DigitalMint aide les victimes de ransomware à effectuer des paiements en bitcoins

Une entreprise sera victime d’une attaque de ransomware toutes les 11 secondes cette année, selon le cabinet d’études Cybersecurity Ventures. Certains d’entre eux, comme Colonial Pipeline, ont admis qu’ils n’avaient pas de plan pour quand cela se produirait.

Plusieurs entreprises n’ont même jamais traité de bitcoin, qui est la devise de choix pour pratiquement tous paiements de rançon.

« Beaucoup de ces entreprises, surtout si elles ne se sont pas préparées à une tentative d’extorsion, n’ont aucune idée de ce qu’elles doivent faire », a déclaré Rick Holland, responsable de la sécurité de l’information chez Digital Shadows, une société de renseignement sur les cybermenaces.

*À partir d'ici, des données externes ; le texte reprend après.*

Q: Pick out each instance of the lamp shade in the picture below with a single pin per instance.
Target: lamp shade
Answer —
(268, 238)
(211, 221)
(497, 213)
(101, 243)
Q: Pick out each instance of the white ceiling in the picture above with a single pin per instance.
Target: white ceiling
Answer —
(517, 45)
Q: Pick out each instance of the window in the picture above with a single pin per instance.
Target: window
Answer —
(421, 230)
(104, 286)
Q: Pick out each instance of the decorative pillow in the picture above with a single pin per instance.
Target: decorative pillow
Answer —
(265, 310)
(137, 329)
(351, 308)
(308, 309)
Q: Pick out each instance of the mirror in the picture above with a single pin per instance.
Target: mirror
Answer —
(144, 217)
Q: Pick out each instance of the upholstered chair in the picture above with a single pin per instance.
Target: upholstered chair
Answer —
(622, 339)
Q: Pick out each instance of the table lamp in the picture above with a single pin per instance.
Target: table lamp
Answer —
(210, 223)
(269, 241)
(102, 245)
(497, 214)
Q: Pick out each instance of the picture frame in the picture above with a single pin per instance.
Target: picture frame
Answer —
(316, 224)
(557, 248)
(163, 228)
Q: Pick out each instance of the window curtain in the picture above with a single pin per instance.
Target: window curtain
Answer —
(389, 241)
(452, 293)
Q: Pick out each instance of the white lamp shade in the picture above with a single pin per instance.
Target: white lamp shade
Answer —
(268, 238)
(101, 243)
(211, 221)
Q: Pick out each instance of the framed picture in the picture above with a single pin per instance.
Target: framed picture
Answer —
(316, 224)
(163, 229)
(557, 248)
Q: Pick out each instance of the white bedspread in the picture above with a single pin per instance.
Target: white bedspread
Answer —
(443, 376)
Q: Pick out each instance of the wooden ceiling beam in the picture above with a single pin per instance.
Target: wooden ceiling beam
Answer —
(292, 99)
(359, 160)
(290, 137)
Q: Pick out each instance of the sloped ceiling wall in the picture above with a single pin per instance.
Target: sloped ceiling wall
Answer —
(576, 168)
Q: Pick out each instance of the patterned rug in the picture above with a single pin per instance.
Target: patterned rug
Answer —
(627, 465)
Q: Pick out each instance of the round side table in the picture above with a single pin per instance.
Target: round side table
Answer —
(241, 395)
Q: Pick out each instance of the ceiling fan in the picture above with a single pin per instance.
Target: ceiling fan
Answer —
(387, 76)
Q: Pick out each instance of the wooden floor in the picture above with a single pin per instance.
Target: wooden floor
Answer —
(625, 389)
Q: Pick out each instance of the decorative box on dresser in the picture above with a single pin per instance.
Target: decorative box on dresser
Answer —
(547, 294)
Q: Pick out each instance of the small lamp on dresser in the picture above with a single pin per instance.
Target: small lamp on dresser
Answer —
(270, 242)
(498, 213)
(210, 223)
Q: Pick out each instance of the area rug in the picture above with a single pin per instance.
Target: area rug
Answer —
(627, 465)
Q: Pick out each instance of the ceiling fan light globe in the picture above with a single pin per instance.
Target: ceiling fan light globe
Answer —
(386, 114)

« Les compagnies d’assurance leur donneront parfois des conseils sur la façon de payer et recommanderont des entreprises avec lesquelles travailler », a déclaré Holland. « Les extorqueurs donneront des instructions sur la façon de configurer des portefeuilles bitcoin et où aller pour se procurer du bitcoin. »

Il y a aussi des entreprises qui se précipitent à la dernière minute pour s’occuper de la logistique. Un exemple est DigitalMint, un courtier crypto à service complet et sur le dernier kilomètre.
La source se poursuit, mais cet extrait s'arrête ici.